A genetic predisposition can possibly ensure that some people are more likely to develop free radicals and therefore oxidative stress. In this case, it is especially worth reducing oxidative stress.
One of the things that can help are the opponents of free radicals, the antioxidants. They protect the cells from the harmful effects of oxidative stress. Antioxidants can be supplied in a targeted way through nutrition; antioxidant nutrients include vitamins C, E and B2, zinc, selenium and iodine, as well as secondary plant compounds.
What does the risk of elevated homocysteine levels mean?

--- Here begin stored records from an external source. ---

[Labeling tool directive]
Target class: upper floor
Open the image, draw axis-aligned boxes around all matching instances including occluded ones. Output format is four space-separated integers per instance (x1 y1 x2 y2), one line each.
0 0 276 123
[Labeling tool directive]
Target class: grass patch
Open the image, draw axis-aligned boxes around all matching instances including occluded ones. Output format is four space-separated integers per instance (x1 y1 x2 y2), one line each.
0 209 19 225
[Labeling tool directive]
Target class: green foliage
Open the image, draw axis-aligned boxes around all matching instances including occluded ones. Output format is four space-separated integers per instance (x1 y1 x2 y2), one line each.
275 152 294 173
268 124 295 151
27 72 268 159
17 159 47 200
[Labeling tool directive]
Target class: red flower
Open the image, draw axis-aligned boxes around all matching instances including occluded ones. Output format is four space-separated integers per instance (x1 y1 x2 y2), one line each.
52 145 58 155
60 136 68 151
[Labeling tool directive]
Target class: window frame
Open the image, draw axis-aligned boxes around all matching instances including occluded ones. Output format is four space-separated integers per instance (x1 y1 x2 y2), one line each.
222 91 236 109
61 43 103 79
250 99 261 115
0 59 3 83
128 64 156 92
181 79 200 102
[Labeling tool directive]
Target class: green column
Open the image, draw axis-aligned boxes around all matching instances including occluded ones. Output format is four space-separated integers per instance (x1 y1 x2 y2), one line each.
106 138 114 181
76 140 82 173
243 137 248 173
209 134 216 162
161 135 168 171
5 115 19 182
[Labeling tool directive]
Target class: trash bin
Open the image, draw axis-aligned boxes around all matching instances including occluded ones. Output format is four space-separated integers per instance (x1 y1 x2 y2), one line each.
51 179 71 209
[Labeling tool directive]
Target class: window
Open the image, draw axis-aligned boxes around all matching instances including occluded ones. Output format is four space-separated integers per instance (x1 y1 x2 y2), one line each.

The amino acid homocysteine is produced during breakdown processes in your body. A lack of folic acid or vitamin B12, among other things, can disrupt these processes and lead to increased homocysteine levels. This, in turn, can increase the risk of developing circulatory disorders and atherosclerosis.
If you are genetically predisposed to this, it can be particularly helpful to help the body break down the amino acid. This is mainly achieved by ensuring a sufficient supply of vitamin B12 and folic acid.
What does inflammation of the heart and blood vessels mean?
If your blood vessels are inflamed, this could be a consequence of atherosclerosis (also called arteriosclerosis or vascular calcification). This leads to a build-up of fat on the side walls of the blood vessels, which disturbs the blood flow and, in the worst case, can lead to a heart attack or stroke.
If you have an increased risk of experiencing inflamed blood vessels, it is important to pay more attention to the risk factors of atherosclerosis. These include, for example, cholesterol levels and consequently diet, lack of exercise and smoking. If you suffer from pre-existing conditions such as high blood pressure, diabetes or obesity, you should discuss our recommendations with your GP.
What does the risk of high blood pressure mean?
The different characteristics of the genes studied also allow a prognosis to be made for the risk of high blood pressure. Pressure in the blood vessels is necessary to transport the blood and thus nutrients and oxygen through the body. If it is permanently elevated, this can make atherosclerosis, strokes and heart attacks, among other things, more likely.
To counteract the risk, you can ensure you receive a sufficient supply of nutrients such as omega-3 fatty acids, potassium, magnesium and fibre through your diet or nutritional supplements.
It is also recommended to keep the intake of saturated fatty acids and salt at a moderate level.
For whom is the test not suitable?
The DNA Heart Health Test is not suitable for or is only suitable for certain groups of people:
People with contagious diseases, like hepatitis, are not allowed to take the DNA Metabolism Test.
Pregnant and breastfeeding women should only carry out the DNA Metabolism Test under medical supervision. The reference values and recommendations do not apply to them, so they should obtain recommendations on the test result from their doctor.
The DNA Metabolism Test is not suitable for children under the age of 18.
The test is not intended for diagnosing diseases. For example, if you experience unexplainable weight loss or obesity, you should consult a doctor.